Published online by Cambridge University Press: 05 May 2010
Introduction
While much has been written about the international gold standard and how it functioned for major economies in the five decades or so before 1914, little detailed work has been done on the so-called “peripheral” countries like Australia. A study of Australia presents some interesting contrasts to the “core” countries, in that she was a major gold producer and continued on gold in the face of internal disequilibrium of gigantic proportions (20-25 percent of Australia's workforce being unemployed in the 1890s). This chapter examines how the exchange rate was determined and the role of automatic adjustments to the balance of payments through capital flows.

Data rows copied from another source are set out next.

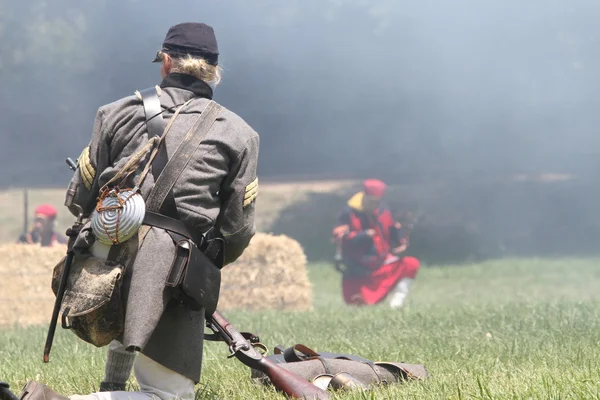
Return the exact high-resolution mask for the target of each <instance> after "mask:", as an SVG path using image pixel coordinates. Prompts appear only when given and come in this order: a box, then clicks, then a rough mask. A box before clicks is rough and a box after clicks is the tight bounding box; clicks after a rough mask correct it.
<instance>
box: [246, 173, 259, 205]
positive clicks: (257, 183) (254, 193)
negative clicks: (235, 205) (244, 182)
mask: <svg viewBox="0 0 600 400" xmlns="http://www.w3.org/2000/svg"><path fill="white" fill-rule="evenodd" d="M256 196H258V178H255V179H254V180H253V181H252V182H251V183H250V184H249V185H248V186H246V190H245V192H244V205H243V207H246V206H248V205H250V203H252V202H253V201H254V200H256Z"/></svg>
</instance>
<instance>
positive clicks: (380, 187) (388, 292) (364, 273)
mask: <svg viewBox="0 0 600 400" xmlns="http://www.w3.org/2000/svg"><path fill="white" fill-rule="evenodd" d="M385 189H386V185H385V183H384V182H382V181H380V180H377V179H368V180H366V181H364V183H363V191H361V192H359V193H357V194H355V195H354V196H352V198H351V199H350V200H348V203H347V206H346V207H345V209H344V211H343V212H342V214H341V215H340V217H339V220H338V225H337V226H336V227H335V228H334V230H333V236H334V241H335V242H336V245H337V250H338V253H337V254H336V258H337V259H338V261H341V262H342V263H343V265H344V268H343V271H342V273H343V276H342V290H343V294H344V300H345V302H346V303H347V304H356V305H365V304H377V303H380V302H382V301H384V300H385V299H386V298H388V297H389V304H390V306H391V307H394V308H395V307H400V306H402V304H403V303H404V300H405V299H406V296H407V295H408V291H409V287H410V284H411V283H412V281H413V279H414V278H415V277H416V275H417V272H418V270H419V266H420V264H419V260H417V259H416V258H414V257H402V256H400V254H401V253H402V252H404V251H405V250H406V247H407V246H408V238H403V237H402V226H401V224H400V223H399V222H396V221H394V218H393V216H392V213H391V212H390V210H389V209H387V208H386V207H385V206H383V204H382V202H381V200H382V198H383V196H384V194H385Z"/></svg>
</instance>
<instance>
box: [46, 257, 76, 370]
mask: <svg viewBox="0 0 600 400" xmlns="http://www.w3.org/2000/svg"><path fill="white" fill-rule="evenodd" d="M74 256H75V252H74V251H73V250H72V249H69V252H68V253H67V258H66V259H65V265H64V267H63V271H62V275H61V277H60V284H59V286H58V290H57V292H56V301H55V302H54V309H53V310H52V319H51V320H50V327H49V328H48V335H47V336H46V344H45V346H44V363H48V362H50V349H51V348H52V341H53V340H54V333H55V332H56V324H57V322H58V313H59V312H60V307H61V305H62V300H63V297H64V295H65V289H66V287H67V282H68V280H69V273H70V272H71V264H72V263H73V257H74Z"/></svg>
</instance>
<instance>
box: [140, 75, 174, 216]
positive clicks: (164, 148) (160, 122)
mask: <svg viewBox="0 0 600 400" xmlns="http://www.w3.org/2000/svg"><path fill="white" fill-rule="evenodd" d="M139 94H140V96H141V97H142V102H143V105H144V113H145V116H146V127H147V130H148V138H153V137H155V136H158V137H160V136H161V135H162V134H163V132H164V130H165V127H166V125H167V124H166V122H165V120H164V119H163V116H162V112H163V110H162V106H161V104H160V98H159V95H158V89H157V88H156V86H154V87H151V88H148V89H144V90H141V91H139ZM168 161H169V155H168V154H167V146H166V144H165V143H163V144H162V145H161V147H160V149H159V150H158V153H157V154H156V157H155V159H154V161H153V162H152V175H153V176H154V182H156V180H157V179H158V177H159V176H160V174H161V172H162V171H163V169H164V168H165V165H167V162H168ZM159 212H160V213H161V214H163V215H167V216H169V217H171V218H175V219H178V218H179V213H178V211H177V205H176V204H175V197H174V196H173V190H172V189H171V190H170V191H169V194H168V195H167V196H166V197H165V201H164V202H163V204H162V206H161V208H160V211H159Z"/></svg>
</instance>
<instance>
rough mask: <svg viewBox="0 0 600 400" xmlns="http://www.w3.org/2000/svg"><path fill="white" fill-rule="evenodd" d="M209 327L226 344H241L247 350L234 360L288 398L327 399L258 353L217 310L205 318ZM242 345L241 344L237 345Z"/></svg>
mask: <svg viewBox="0 0 600 400" xmlns="http://www.w3.org/2000/svg"><path fill="white" fill-rule="evenodd" d="M206 318H207V321H208V322H209V326H210V327H211V329H212V330H213V331H215V333H218V334H219V335H221V337H222V338H223V339H224V340H225V342H226V343H227V344H231V343H234V342H243V343H244V344H246V345H247V346H248V350H239V351H236V353H235V356H236V358H237V359H238V360H239V361H240V362H242V363H243V364H245V365H246V366H248V367H250V368H254V369H257V370H259V371H261V372H263V373H264V374H265V375H267V376H268V377H269V379H270V380H271V383H272V384H273V386H275V387H276V388H277V389H279V390H280V391H282V392H284V393H286V394H287V395H288V396H292V397H296V398H301V399H317V400H327V399H329V393H327V392H326V391H325V390H323V389H320V388H318V387H317V386H315V385H313V384H312V383H310V382H309V381H307V380H306V379H304V378H302V377H300V376H298V375H296V374H294V373H293V372H291V371H288V370H287V369H285V368H283V367H281V366H280V365H277V364H276V363H274V362H273V361H271V360H269V359H268V358H266V357H264V356H263V355H262V354H260V353H258V352H257V351H256V350H255V349H254V348H253V347H252V344H251V343H250V342H248V341H247V340H246V339H245V338H244V337H243V336H242V335H241V334H240V333H239V332H238V331H237V329H236V328H235V327H234V326H233V325H232V324H231V322H229V321H228V320H227V319H226V318H225V317H224V316H223V315H222V314H221V313H220V312H219V311H218V310H217V311H215V312H214V313H213V314H212V315H210V316H207V317H206ZM238 344H242V343H238Z"/></svg>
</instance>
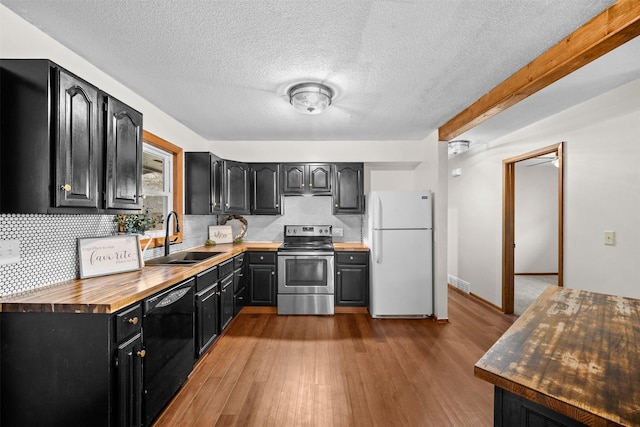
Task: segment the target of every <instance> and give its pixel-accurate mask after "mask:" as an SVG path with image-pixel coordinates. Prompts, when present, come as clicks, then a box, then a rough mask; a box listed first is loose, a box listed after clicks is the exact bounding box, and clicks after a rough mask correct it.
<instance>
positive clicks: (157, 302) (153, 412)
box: [142, 278, 195, 426]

Australian economists in the 1920s and 1930s (and economic historians since) dismissed specie movements as the equilibrator of payments because these depended on bankers’ need for coin, rather than the exchange rate. Instead, Australian writers espoused a regulatory mechanism in which bankers played the crucial role. Under this “managed exchange standard,” external disequilibrium was corrected by banks altering their (domestic) credit and permitting their foreign reserves to fluctuate in accord with the balance of payments. There has been no attempt empirically to verify such assertions, or to test old and modern theories of payments adjustment.
This chapter examines the adjustment process through an intercountry portfolio equilibrium model founded on the monetary approach to the balance of payment (MABP), as well as through the traditional Humean dynamics of the classical price-specie-flow mechanism (PSF). The role of Australia's bankers is also appraised.